I doubt this. Neutrino oscillations are a good counter example.
 
  • #40
mr. vodka said:
tom.stoer: I'm not sure if I get what you're aiming at. Are you using charge as an argument for why the p+n state is not possible? However, that's not really an argument, but more of a restating of the fact that we do not see a p+n state. But more likely I misinterpreted the aim of your post, so I'd appreciate any clarification.

As to francesco, wouldn't your argument "prove" that there can only be energy eigenstates in nature? Yet this is of course not true.

Consider ordinary spin: An electron with spin up and a proton with spin down. Would you conclude from the fact that spin points up on one particle and down on the other that superpositions of electrons and protons exist?
 
  • #41


DrDu said:
I doubt this. Neutrino oscillations are a good counter example.

Hello! I'm not a neutrino expertise, but I know the "usual" paradigm; (and indeed I made reference to it in this thread: https://www.physicsforums.com/showthread.php?t=591256, where I made also reference to an alternative possible interpretation); after all, neutrino osccillations are a consequence of the fact that we do not observe neutrino mass eigenstates experimentally, aren't they?
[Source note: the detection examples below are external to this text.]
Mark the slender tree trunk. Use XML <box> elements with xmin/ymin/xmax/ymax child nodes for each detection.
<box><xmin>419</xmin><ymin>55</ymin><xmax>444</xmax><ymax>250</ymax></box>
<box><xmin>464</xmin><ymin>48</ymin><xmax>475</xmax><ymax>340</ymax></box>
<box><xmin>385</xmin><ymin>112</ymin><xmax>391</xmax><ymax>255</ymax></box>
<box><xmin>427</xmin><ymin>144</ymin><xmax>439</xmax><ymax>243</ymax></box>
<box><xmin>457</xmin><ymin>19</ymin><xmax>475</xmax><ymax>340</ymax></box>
In my opinion, this is the reason why one usually assumes the "usual" framework: as long as we neglect neutrino masses, we have three degenerate mass eigenstates; then linear combinations are possible; by definition, the electronic neutrino is the neutrino produced in e.g. beta decay in which an electron is produced (and,in my opinion, it is possible to produce it since it is a mass eigenstate, at this level); let's now see the fate of the neutrino: it oscillates: the point is that at this stage we are not neglecting neutrino masses no more. My point of view in the intepretation is to consider the "real" mass eigenstates also at the stage of the production through e.g. beta decay. I ask you the same question I have asked tom.stoer: what do you think about this interpretation? Thank also to you :)
Francesco

ps [EDIT]: a question has just occurred to my mind: if it is possible to produce in a scattering states which are not mass eigenstates, how do you compute the cross section or the decay rate for such a process? In the phase space factor there i an explicit mass, or am I wrong?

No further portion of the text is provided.